Go to System Setup > Mail Relay > SMTP Settings for options to manage SMTP controls that are used to reject messages based on the SMTP properties of the connection and the originating IP address. These options allow you to screen messages before they are downloaded. This saves bandwidth and frees the spam engine from processing messages which could have been identified as spam earlier.

STG-SMTP-settings.jpg

Unsolicited commercial email (UCE) can be blocked by applying strict SMTP checks. This will block some UCE software that violates the SMTP protocol.

The table below describes the different control settings. Click Enable or Disable for each setting.

Setting

Description

Require HELO (EHLO):

Allows you to specify if you want the relay to require that connecting clients send a HELO (or EHLO) command at the beginning of an SMTP session. Requiring this will stop some UCE software. By default, SpamTitan does not require the use of HELO (EHLO).

Require Fully Qualified Hostname:

Enable to reject the request when the hostname in the client HELO (EHLO) command is not in fully-qualified domain form, as recommended by the RFC.

Require Resolvable Hostname:

Enable to reject the request when the hostname in the client HELO (EHLO) command has no DNS A or MX record.

Reject HELO Hostname Restrictions:

Allows you to list HELO hostname entries that will be rejected if used by the connecting client HELO (EHLO) command. For instance, nobody should HELO as localhost since we are localhost.

Allowed HELO Hostname Restrictions:

Can be used to allow connections from clients who may not adhere to the RFC. For example, if you are checking for HELO FQDNs and/or resolvable HELO hostnames and a particular client does not meet these requirements, you can enter that client's HELO entry here to allow the connection to be accepted.

Caution

The connection may still be rejected if, for example, the client fails an RBL check or recipient verification check.

Enforce RFC Compliance:

Enable to control how tolerant postfix is with addresses given in the MAIL FROM or RCPT TO SMTP commands.

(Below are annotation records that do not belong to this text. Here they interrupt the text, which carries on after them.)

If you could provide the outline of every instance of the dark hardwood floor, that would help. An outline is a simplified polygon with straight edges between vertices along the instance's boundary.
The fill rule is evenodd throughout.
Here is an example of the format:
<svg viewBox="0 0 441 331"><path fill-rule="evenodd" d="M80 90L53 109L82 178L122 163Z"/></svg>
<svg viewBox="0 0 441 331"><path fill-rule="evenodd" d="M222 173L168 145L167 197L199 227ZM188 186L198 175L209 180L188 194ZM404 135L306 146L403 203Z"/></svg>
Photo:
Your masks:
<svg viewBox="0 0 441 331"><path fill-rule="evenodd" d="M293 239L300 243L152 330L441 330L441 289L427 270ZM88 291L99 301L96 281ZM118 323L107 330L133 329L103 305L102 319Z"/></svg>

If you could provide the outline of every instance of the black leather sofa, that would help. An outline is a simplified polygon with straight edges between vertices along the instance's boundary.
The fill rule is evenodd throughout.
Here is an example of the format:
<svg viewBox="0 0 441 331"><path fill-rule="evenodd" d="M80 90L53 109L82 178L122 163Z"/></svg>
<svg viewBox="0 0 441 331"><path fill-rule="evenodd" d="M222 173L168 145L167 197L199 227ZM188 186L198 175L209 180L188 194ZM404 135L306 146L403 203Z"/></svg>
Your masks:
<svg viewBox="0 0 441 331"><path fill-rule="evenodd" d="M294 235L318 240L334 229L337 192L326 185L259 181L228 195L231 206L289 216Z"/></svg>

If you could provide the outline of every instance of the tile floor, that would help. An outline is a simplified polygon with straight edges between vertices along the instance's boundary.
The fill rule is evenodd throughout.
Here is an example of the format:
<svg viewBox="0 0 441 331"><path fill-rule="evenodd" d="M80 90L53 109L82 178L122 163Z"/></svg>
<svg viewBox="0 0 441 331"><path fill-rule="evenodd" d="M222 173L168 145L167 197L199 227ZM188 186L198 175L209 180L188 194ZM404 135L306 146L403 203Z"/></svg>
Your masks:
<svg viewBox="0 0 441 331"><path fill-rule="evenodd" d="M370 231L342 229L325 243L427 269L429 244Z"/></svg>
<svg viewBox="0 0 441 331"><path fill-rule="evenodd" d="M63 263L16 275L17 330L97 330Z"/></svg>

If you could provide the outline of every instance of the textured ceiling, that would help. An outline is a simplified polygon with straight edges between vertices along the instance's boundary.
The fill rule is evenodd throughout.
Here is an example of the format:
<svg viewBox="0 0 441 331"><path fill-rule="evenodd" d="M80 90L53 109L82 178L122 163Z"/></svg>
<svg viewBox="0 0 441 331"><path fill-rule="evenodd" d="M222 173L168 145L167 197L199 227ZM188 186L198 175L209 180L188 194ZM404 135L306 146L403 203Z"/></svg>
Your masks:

If enabled, postfix requires envelope addresses to be within angle brackets (<>) and without additional information as required by the RFC (default: disabled).

See https://tools.ietf.org/html/rfc821 icons8-external-link-32.png to view RFC 821 on SMTP.

Note

Sendmail is known to tolerate non-standard behavior. As such, being strict to the RFC not only stops unwanted mail, but it may also block legitimate mail from poorly-written mail applications.

Require Fully Qualified Domain Names:

Enable to reject connections if the address in the client MAIL FROM command is not in fully-qualified domain form, or if the address in the client RCPT TO command is not in fully-qualified domain form.

Reject Unknown Sender Domain:

Enable to reject the request when the sender mail address has no DNS A or MX record.